# new to rabbits



## hxcburrito (Oct 26, 2012)

what kind of cover or hunting grounds should i look for for these bunnies? ive never seen a rabbit while out hunting.....EVER

is their a better time of day to go, or kind of weather :sad:


----------



## micooner (Dec 20, 2003)

The thickest cover with briers you can find. Something that when you look at it you say to yourself " man I don't really want to walk thru that" LOL


----------



## anotherbadname (Aug 16, 2012)

MICooner is spot on with the cover. Also look along ditch banks and swamps edges that have good brush, cat tails, and grass cover. 

My preference for the time of day is more dependent on the weather. If we ever get snow again (fingers crossed), hit it hard when the sky is blue, the sun is shining, and the eves are dripping.


----------



## hxcburrito (Oct 26, 2012)

I may have that. I hunt island lake and proud lake. Pretty sure island lake has some swampy areas. Any chance the old gravel pit in island lake would be good?

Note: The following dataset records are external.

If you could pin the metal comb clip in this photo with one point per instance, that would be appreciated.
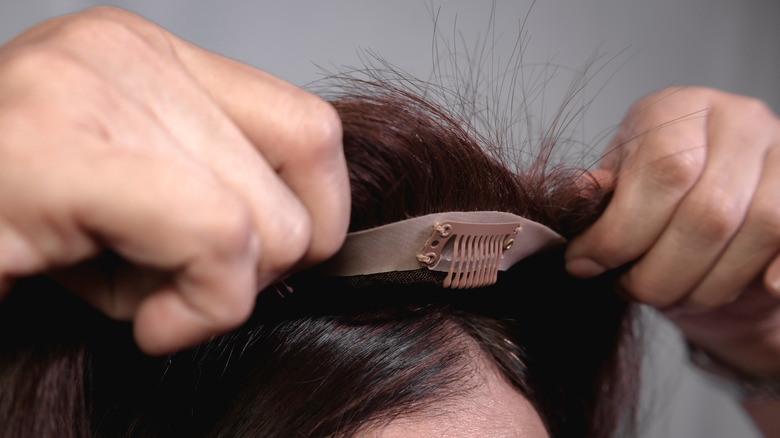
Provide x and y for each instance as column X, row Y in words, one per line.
column 473, row 250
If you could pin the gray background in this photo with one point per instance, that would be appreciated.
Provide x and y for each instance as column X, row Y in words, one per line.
column 730, row 45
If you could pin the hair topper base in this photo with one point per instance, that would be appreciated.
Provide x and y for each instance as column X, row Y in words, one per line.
column 405, row 246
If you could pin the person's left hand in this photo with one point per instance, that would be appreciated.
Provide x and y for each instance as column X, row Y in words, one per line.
column 695, row 213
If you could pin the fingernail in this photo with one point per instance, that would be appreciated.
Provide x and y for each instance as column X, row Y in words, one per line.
column 584, row 268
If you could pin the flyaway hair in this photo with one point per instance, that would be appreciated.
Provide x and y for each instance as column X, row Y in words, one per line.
column 330, row 356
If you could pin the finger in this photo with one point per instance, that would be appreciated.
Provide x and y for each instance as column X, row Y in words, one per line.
column 660, row 164
column 756, row 243
column 295, row 131
column 708, row 217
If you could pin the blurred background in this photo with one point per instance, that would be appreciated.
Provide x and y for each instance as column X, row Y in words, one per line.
column 619, row 49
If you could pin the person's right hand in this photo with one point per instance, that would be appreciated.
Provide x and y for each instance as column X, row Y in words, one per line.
column 207, row 178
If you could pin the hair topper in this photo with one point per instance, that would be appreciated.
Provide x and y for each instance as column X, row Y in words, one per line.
column 470, row 246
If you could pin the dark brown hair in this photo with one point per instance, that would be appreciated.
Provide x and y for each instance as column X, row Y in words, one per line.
column 326, row 356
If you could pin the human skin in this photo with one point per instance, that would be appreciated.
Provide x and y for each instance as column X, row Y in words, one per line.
column 695, row 219
column 490, row 408
column 210, row 179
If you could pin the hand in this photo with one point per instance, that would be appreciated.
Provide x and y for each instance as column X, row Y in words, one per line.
column 695, row 215
column 208, row 179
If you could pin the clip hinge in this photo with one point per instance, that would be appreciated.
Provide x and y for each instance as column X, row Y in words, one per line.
column 473, row 250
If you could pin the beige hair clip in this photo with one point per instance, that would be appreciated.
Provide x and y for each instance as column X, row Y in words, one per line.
column 471, row 247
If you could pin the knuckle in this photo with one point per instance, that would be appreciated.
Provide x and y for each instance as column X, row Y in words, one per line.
column 677, row 170
column 290, row 243
column 320, row 131
column 648, row 288
column 111, row 27
column 231, row 230
column 716, row 214
column 765, row 218
column 709, row 301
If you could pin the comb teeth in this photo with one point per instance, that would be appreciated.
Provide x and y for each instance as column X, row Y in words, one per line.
column 473, row 250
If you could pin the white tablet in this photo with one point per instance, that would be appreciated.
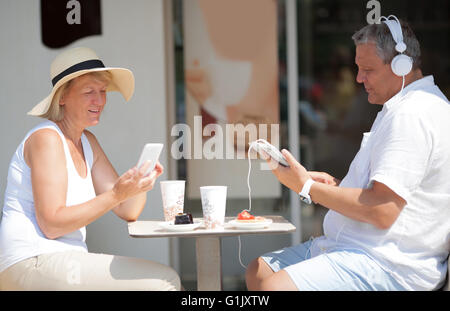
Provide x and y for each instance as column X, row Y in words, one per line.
column 150, row 152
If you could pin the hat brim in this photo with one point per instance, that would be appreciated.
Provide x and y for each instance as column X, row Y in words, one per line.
column 122, row 81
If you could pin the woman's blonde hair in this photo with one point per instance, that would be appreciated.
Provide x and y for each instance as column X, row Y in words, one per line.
column 55, row 112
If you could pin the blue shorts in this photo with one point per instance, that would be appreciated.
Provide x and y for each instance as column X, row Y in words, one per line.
column 336, row 269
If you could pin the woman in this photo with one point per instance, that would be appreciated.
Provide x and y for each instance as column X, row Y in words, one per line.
column 60, row 180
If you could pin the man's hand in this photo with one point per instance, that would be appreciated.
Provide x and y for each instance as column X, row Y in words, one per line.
column 294, row 176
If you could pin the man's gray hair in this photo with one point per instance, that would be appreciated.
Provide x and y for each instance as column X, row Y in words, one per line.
column 382, row 37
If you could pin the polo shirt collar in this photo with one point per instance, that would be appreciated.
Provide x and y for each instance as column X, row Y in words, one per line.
column 418, row 84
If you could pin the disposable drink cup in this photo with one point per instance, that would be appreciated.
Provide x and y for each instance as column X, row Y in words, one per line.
column 214, row 200
column 172, row 192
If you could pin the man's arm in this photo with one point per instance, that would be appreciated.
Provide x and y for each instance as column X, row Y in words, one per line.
column 378, row 205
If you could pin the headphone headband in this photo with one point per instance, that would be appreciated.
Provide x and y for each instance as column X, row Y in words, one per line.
column 401, row 64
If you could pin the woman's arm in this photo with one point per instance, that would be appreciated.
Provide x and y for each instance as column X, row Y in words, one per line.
column 104, row 177
column 44, row 154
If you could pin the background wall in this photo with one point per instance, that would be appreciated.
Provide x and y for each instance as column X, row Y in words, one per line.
column 132, row 37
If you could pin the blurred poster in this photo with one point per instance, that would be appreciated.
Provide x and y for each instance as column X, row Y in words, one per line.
column 231, row 76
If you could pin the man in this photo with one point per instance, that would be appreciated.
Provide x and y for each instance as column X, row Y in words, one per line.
column 388, row 222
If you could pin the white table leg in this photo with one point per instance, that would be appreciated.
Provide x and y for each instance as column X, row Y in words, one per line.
column 209, row 267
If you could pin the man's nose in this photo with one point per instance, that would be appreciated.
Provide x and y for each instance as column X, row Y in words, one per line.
column 360, row 77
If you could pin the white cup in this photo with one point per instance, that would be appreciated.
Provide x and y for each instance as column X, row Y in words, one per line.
column 172, row 192
column 214, row 200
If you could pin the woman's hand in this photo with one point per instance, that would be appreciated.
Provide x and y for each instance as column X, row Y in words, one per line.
column 134, row 181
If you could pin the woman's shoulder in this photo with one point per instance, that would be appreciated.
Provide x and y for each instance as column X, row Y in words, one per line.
column 44, row 138
column 91, row 138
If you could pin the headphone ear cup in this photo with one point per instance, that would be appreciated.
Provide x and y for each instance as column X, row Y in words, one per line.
column 401, row 65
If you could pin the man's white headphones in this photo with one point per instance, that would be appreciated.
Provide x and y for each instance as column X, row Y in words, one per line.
column 401, row 64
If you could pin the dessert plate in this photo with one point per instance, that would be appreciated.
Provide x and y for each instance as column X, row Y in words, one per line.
column 249, row 225
column 170, row 226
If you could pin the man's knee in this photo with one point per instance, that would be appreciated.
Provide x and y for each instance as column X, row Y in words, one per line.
column 256, row 272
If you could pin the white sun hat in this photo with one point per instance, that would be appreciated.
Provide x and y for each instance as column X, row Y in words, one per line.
column 76, row 62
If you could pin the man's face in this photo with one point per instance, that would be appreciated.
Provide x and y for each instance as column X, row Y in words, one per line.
column 379, row 81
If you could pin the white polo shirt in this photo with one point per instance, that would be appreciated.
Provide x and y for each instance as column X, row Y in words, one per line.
column 408, row 150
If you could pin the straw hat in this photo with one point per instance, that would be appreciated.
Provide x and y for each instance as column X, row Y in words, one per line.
column 76, row 62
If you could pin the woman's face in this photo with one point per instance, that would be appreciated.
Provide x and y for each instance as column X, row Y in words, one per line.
column 84, row 101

posted using Outdoor Hub Campfire


----------



## beaglet (Nov 22, 2009)

For some reason almost EVERY gravel pit I have ever seen had rabbits in them, but your shots will be limited due to the hills the rabbits will use to evade you...my biased opinion though is to get a beagle or two and hunt behind them...you won't regret it!!!


----------



## taylorswalker (Oct 15, 2010)

Wait for a nice snow too u can see if there are rabbit in the area before u go pushin throw all that thick stuff. Fence rows work good too. I like mid day after snow, catch em sunnin themselves
_Posted via Mobile Device_


----------



## FREEPOP (Apr 11, 2002)

Rabbit... did somebody say rabbit?


----------



## Michigan hunter44 (Dec 28, 2012)

Hello everyone I'm new to rabbit and squirrel hunting and I wondering if anyone else out there uses a slingshot for squirrels and rabbits and if you do please tell me techinuqes on aiming, how you hunt rabbits and squirrels,


----------